Reputation: 133
I am trying to merge the 2 DataFrames below to get an output where each code is listed on each date and the quantity is filled as 0 if the code was not in the original dataframe on that date.
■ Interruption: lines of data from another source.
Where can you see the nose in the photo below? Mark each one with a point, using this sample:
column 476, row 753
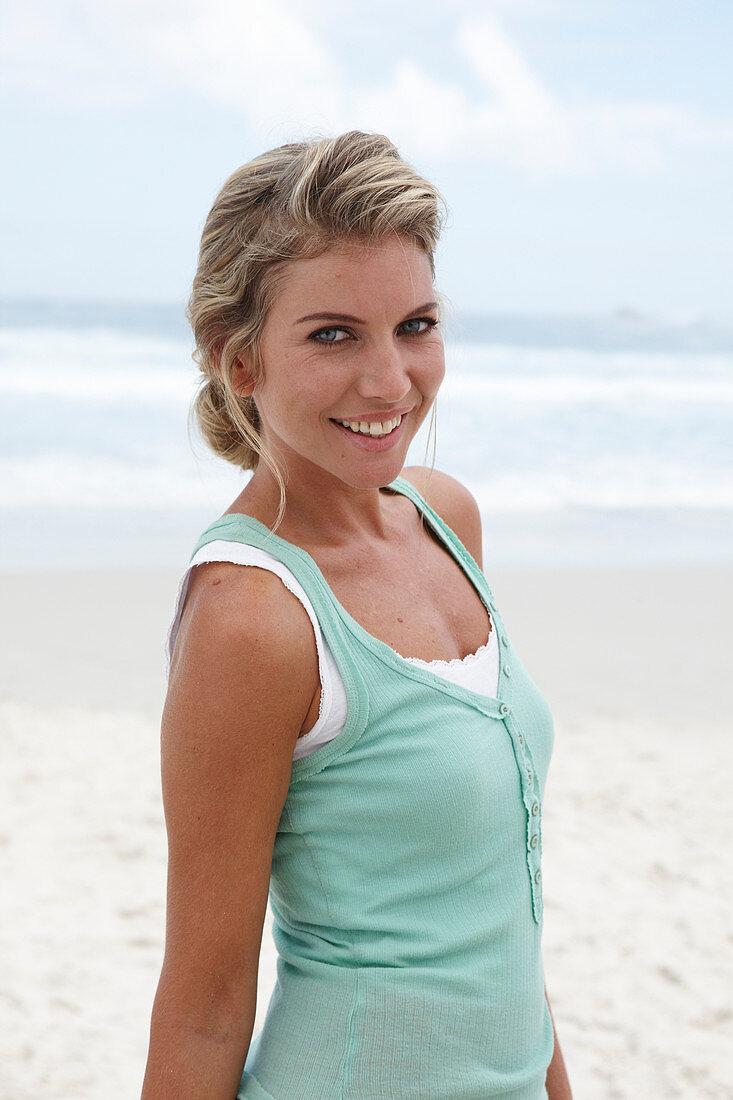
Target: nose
column 384, row 375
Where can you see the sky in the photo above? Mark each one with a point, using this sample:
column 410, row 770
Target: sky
column 584, row 149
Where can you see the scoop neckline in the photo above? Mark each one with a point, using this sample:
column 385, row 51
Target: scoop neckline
column 376, row 645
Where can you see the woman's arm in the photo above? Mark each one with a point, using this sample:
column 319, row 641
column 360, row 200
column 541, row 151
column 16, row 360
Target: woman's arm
column 556, row 1081
column 243, row 675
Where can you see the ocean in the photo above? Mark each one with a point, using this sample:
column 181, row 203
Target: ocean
column 587, row 442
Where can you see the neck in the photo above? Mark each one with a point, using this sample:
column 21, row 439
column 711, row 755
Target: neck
column 319, row 509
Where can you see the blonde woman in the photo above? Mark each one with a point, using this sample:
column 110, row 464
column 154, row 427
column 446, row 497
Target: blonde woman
column 348, row 728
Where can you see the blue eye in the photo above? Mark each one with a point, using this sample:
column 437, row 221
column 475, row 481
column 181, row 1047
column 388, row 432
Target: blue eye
column 327, row 336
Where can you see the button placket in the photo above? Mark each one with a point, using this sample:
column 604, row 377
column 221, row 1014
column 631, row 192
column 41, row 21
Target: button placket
column 533, row 809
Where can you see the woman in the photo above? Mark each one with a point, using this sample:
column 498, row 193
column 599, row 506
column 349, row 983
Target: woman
column 347, row 724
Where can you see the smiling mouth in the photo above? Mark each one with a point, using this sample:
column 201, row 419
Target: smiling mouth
column 376, row 429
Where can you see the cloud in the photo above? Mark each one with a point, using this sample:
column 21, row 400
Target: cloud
column 284, row 72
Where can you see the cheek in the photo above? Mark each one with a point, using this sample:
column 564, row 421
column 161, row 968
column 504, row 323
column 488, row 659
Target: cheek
column 434, row 372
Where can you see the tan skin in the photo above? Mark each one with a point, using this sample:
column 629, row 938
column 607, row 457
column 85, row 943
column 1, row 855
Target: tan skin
column 244, row 681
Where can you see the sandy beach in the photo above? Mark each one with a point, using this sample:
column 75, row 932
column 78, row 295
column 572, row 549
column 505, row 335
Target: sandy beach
column 638, row 894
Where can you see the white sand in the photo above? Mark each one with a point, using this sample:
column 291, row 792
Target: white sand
column 638, row 935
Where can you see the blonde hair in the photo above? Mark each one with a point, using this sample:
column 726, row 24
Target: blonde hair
column 291, row 202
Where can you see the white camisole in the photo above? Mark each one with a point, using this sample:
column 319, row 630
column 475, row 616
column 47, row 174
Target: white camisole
column 479, row 671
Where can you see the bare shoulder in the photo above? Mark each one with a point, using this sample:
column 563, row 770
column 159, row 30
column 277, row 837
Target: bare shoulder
column 233, row 608
column 452, row 502
column 244, row 646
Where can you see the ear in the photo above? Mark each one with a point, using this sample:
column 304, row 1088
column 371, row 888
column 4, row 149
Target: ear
column 241, row 377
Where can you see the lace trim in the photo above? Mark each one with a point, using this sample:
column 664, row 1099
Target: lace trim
column 469, row 659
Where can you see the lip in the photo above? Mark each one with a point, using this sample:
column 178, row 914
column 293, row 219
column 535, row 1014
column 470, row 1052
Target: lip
column 374, row 443
column 378, row 417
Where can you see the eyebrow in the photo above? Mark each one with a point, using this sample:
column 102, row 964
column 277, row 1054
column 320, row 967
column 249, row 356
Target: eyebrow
column 354, row 320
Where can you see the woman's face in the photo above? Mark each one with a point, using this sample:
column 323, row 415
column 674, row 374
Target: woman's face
column 352, row 361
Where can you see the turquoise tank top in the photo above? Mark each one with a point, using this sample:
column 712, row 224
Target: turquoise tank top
column 406, row 882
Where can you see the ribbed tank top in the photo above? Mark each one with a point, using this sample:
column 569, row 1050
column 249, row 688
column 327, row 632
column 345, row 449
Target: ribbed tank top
column 478, row 671
column 406, row 882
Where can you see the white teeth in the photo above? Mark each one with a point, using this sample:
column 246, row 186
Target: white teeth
column 375, row 429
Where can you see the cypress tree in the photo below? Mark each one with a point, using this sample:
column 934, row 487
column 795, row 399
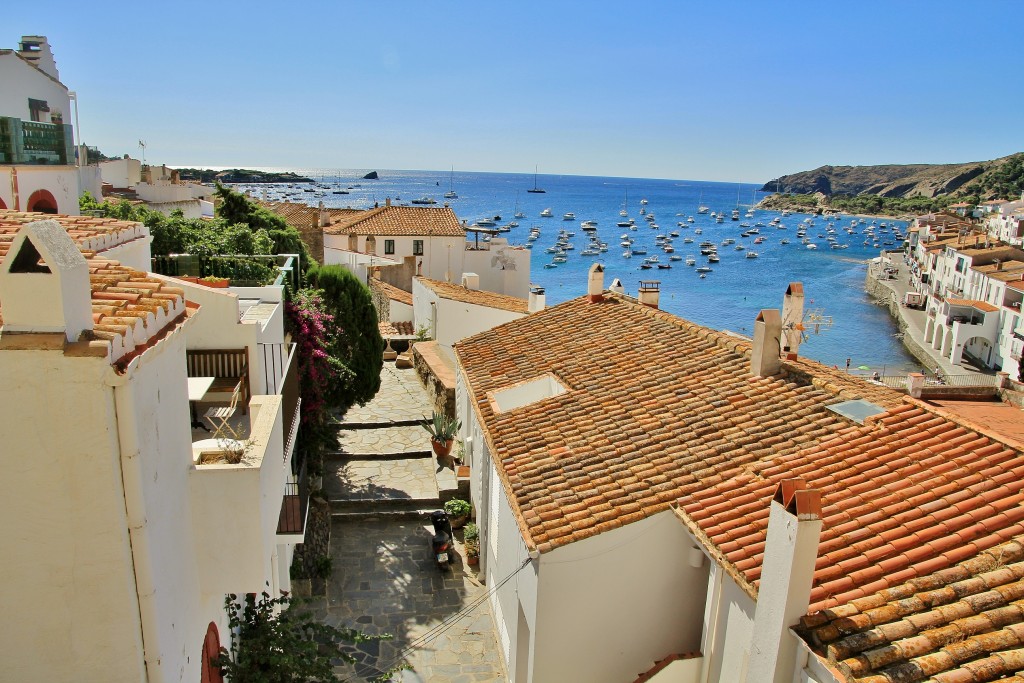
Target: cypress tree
column 358, row 343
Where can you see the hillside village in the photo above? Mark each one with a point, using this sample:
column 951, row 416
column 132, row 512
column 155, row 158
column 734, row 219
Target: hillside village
column 652, row 500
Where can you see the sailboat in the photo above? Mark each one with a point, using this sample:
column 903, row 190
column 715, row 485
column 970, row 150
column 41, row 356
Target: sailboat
column 536, row 188
column 451, row 194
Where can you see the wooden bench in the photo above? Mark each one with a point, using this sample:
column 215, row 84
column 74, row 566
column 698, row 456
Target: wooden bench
column 229, row 368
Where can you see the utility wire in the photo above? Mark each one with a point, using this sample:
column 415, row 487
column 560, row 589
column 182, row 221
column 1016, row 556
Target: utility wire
column 451, row 620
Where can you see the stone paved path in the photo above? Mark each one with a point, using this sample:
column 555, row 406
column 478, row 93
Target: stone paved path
column 408, row 438
column 385, row 581
column 382, row 480
column 400, row 398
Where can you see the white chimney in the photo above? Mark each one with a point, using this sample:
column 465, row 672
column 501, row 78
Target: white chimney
column 786, row 579
column 537, row 299
column 595, row 283
column 765, row 359
column 793, row 317
column 649, row 292
column 44, row 283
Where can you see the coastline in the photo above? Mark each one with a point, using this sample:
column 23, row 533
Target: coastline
column 889, row 293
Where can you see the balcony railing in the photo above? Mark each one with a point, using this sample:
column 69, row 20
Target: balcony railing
column 294, row 506
column 242, row 269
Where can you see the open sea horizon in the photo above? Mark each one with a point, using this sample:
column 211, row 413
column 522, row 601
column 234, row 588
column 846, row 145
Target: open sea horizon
column 728, row 298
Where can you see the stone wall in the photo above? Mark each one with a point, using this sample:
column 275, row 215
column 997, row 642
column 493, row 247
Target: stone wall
column 435, row 376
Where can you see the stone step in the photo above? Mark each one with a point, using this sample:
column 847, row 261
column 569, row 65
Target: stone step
column 339, row 456
column 376, row 425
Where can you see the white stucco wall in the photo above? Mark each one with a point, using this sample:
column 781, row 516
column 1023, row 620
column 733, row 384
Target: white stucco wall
column 611, row 605
column 122, row 172
column 734, row 631
column 450, row 321
column 70, row 605
column 18, row 182
column 19, row 81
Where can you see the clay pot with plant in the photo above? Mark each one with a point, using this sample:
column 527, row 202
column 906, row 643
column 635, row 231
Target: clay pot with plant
column 442, row 430
column 458, row 511
column 471, row 539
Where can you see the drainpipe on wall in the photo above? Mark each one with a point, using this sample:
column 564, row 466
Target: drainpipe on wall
column 131, row 479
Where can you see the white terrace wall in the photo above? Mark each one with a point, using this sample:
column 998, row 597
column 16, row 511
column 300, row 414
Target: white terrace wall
column 611, row 605
column 70, row 608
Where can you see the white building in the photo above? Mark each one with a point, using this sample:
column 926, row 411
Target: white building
column 593, row 426
column 158, row 186
column 407, row 242
column 122, row 541
column 38, row 168
column 451, row 312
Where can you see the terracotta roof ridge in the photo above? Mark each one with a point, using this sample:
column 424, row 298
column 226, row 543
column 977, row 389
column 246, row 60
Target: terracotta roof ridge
column 966, row 423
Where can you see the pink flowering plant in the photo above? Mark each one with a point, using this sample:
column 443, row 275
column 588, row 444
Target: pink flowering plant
column 322, row 376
I have put an example of my input and desired output below but my live data will have over a years worth of dates and over 20,000 codes.
Input data:
df1
date
0 2021-05-03
1 2021-05-04
2 2021-05-05
3 2021-05-06
4 2021-05-07
5 2021-05-08
6 2021-05-09
7 2021-05-10
df2
date code qty
0 2021-05-03 A 2
1 2021-05-06 A 5
2 2021-05-07 A 4
3 2021-05-08 A 5
4 2021-05-10 A 6
5 2021-05-04 B 1
6 2021-05-08 B 4
Desired Output:
date code qty
03/05/2021 A 2
03/05/2021 B 0
04/05/2021 A 0
04/05/2021 B 1
05/05/2021 A 0
05/05/2021 B 0
06/05/2021 A 5
06/05/2021 B 0
07/05/2021 A 4
07/05/2021 B 0
08/05/2021 A 5
08/05/2021 B 4
09/05/2021 A 0
09/05/2021 B 0
10/05/2021 A 6
10/05/2021 B 0
I have tried the below merge but the output I get does not seem to be as desired:
df_new = df1.merge(df2, how='left', on='date')
date code qty
0 2021-05-03 A 2.0
1 2021-05-04 B 1.0
2 2021-05-05 NaN NaN
3 2021-05-06 A 5.0
4 2021-05-07 A 4.0
5 2021-05-08 A 5.0
6 2021-05-08 B 4.0
7 2021-05-09 NaN NaN
8 2021-05-10 A 6.0
Upvotes: 3
Views: 513
Reputation: 59529
This is better suited for a reindex
. You create all combinations, set the index, reindex to all of those combinations, fillna and then reset the index.
import pandas as pd
idx = pd.MultiIndex.from_product([df1.date, df2['code'].unique()],
names=['date', 'code'])
df2 = (df2.set_index(['date', 'code'])
.reindex(idx)
.fillna(0, downcast='infer')
.reset_index())
date code qty
0 2021-05-03 A 2
1 2021-05-03 B 0
2 2021-05-04 A 0
3 2021-05-04 B 1
4 2021-05-05 A 0
5 2021-05-05 B 0
6 2021-05-06 A 5
7 2021-05-06 B 0
8 2021-05-07 A 4
9 2021-05-07 B 0
10 2021-05-08 A 5
11 2021-05-08 B 4
12 2021-05-09 A 0
13 2021-05-09 B 0
14 2021-05-10 A 6
15 2021-05-10 B 0
Upvotes: 3
Reputation: 150735
One option with pivot
and stack
:
(df2.pivot_table(index='date', columns='code', fill_value=0)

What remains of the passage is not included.